Adding an S3 Incremental Load Job
To add a new S3 incremental load job to the platform, follow these steps:
- Click on the "Configuration Management" menu and select "Table Job Configuration".
- In the S3 Table Job page, click the blue "Add" button to open the form.
- Choose the data source database table and the target S3 bucket you want to synchronize. Ensure that the source endpoint is MongoDB's Gridfs data as the source for S3 synchronization.
- Select "Incremental Load" as the archive mode.
- You'll need to provide SQL configuration since you're choosing incremental mode. Click the blue "Custom SQL" button to open the form for defining the SQL conditions.
- Set up the conditions for the incremental synchronization SQL in the form. After defining the conditions, click "Save" to generate the SQL.
- The table job also includes data consistency verification. If you choose to enable it, you can set the required verification percentage. After the synchronization, the platform will perform data consistency checks on the synchronized data.

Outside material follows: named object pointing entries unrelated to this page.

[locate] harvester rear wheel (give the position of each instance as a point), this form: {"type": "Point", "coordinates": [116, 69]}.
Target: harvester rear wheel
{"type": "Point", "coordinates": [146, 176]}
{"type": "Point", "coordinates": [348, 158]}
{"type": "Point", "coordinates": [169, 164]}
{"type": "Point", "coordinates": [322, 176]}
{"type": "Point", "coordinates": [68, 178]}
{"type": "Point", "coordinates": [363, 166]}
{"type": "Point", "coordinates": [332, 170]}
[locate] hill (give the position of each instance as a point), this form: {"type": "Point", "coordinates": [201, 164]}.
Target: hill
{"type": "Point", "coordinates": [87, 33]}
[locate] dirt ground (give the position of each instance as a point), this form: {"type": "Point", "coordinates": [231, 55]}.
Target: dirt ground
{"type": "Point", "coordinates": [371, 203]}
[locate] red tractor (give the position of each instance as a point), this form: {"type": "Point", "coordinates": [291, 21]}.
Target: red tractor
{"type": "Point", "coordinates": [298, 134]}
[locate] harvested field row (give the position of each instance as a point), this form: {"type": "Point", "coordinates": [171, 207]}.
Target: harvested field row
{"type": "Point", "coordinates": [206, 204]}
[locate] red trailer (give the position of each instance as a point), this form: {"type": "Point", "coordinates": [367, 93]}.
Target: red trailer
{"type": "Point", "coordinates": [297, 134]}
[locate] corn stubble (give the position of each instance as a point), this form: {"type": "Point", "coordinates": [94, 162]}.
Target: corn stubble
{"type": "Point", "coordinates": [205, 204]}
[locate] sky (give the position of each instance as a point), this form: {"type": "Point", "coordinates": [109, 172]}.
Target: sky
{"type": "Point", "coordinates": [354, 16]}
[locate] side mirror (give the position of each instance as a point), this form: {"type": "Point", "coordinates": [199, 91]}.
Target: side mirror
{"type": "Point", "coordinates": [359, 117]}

- Since S3 has the characteristic that files with the same name will overwrite the existing files, you can choose from synchronization modes like "Replace without Handling", "Replace with Newest Files", or "ID + Filename" mode.
- Choose a data processing method, either manual deletion or automatic deletion, after synchronization. The data source table will be deleted according to your choice after synchronization is completed.
By following these steps, you can create an S3 incremental load job that synchronizes data from a MongoDB Gridfs data source to a target S3 bucket using incremental synchronization based on defined SQL conditions. This allows for efficient and selective data synchronization within the Whaleal Data platform.